20. A search system comprising:

a signature generator that is configured to produce a search signature having a first order of data units corresponding to a most-significant data-unit to least-significant data-unit order,

a data-unit reorderer that is configured to reorder data-units of the search signature based on a second order of data units that differs from the first order, and

a search engine that is configured to search a database for a select signature corresponding to the search signature, wherein

the search engine is configured to sequentially compare each data-unit of the search signature to a corresponding data-unit of the select signature based on the first order.
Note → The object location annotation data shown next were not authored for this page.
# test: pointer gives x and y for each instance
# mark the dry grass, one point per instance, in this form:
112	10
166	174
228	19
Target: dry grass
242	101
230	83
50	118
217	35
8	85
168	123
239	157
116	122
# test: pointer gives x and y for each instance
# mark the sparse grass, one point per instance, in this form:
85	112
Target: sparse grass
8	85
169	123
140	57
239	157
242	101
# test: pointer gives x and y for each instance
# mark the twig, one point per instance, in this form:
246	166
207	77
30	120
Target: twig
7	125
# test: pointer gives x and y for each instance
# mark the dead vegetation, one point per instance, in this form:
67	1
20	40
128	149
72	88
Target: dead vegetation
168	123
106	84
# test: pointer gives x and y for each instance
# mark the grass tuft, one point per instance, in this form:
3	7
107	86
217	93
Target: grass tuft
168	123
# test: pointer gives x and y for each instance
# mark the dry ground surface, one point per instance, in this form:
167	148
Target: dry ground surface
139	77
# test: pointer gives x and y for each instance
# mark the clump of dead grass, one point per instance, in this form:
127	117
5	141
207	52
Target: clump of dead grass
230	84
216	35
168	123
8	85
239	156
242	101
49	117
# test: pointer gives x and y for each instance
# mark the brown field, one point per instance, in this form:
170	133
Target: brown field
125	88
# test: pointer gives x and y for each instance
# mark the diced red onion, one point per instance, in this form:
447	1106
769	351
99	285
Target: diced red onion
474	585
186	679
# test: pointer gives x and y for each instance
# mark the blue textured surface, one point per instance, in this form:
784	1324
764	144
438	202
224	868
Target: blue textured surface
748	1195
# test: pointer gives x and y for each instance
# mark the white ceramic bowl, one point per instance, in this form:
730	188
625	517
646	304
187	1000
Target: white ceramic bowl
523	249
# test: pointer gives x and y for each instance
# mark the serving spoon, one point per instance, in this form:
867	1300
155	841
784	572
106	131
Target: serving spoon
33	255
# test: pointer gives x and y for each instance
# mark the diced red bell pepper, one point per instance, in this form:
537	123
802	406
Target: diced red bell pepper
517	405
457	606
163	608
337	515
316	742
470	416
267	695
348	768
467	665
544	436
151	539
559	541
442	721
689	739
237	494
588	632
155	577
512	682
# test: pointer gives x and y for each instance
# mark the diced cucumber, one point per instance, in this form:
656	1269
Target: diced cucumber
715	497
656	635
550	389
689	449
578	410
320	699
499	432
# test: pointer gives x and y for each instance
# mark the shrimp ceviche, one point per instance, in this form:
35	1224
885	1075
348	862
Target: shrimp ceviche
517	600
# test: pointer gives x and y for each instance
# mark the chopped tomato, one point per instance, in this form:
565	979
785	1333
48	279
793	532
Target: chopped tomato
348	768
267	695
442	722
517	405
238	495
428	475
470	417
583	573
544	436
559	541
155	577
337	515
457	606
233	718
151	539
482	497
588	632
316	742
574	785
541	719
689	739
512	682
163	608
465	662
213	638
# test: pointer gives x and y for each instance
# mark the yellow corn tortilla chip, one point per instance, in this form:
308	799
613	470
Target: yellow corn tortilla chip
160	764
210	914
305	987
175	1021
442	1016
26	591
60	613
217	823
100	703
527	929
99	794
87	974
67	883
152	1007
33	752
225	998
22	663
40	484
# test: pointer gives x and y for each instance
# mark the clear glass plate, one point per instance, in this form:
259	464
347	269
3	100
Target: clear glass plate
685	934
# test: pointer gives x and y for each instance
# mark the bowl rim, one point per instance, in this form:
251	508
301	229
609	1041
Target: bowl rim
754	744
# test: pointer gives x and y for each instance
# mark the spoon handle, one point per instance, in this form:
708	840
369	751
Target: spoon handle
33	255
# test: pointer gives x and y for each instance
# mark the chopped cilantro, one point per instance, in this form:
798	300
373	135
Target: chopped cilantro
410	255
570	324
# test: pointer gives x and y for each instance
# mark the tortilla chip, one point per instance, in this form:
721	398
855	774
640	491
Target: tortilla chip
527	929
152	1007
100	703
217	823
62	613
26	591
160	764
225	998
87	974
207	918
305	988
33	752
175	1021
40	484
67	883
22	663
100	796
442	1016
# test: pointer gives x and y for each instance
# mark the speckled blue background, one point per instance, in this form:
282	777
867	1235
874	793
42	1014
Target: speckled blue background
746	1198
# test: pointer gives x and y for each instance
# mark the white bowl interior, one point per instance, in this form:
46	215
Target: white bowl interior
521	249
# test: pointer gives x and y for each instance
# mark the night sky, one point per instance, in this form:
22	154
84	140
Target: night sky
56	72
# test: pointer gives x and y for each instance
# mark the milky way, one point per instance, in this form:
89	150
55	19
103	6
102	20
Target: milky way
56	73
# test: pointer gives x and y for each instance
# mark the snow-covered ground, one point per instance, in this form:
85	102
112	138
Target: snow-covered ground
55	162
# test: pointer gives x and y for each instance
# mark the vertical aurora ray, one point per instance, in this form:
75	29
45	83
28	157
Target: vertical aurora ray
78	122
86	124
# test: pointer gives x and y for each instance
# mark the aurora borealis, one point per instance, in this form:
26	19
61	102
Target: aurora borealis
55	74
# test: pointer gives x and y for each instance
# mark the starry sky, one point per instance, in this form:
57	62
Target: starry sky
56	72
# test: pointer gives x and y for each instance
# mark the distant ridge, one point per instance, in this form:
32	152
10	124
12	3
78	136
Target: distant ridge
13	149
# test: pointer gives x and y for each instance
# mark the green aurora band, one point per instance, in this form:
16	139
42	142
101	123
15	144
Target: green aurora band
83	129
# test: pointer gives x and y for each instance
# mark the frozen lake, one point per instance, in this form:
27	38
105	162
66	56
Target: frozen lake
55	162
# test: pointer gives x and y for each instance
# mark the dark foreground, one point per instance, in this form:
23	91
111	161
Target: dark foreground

21. The system of claim 20, wherein

data-units of the select signature are reordered based on the second order, and

the database is sorted based on the first order.

22. The system of claim 20, wherein

the data-unit reorderer is further configured to reorder data-units of signatures in the database based on the second order, and

the system further includes a sorter that is configured to sort the database based on the first order.

23. The system of claim 20, wherein

the second order corresponds to an inverse of the first order.

24. The system of claim 20, wherein

the search signature is based on contents of at least one of: an audio dataset, and a video dataset.

25. The system of claim 20 wherein

the database is configured to also include ancillary information related to an element identified by the select signature, and

the ancillary information includes at least one of: a title of the element, an author of the element, a performer of the element, a director of the element, and a producer of the element.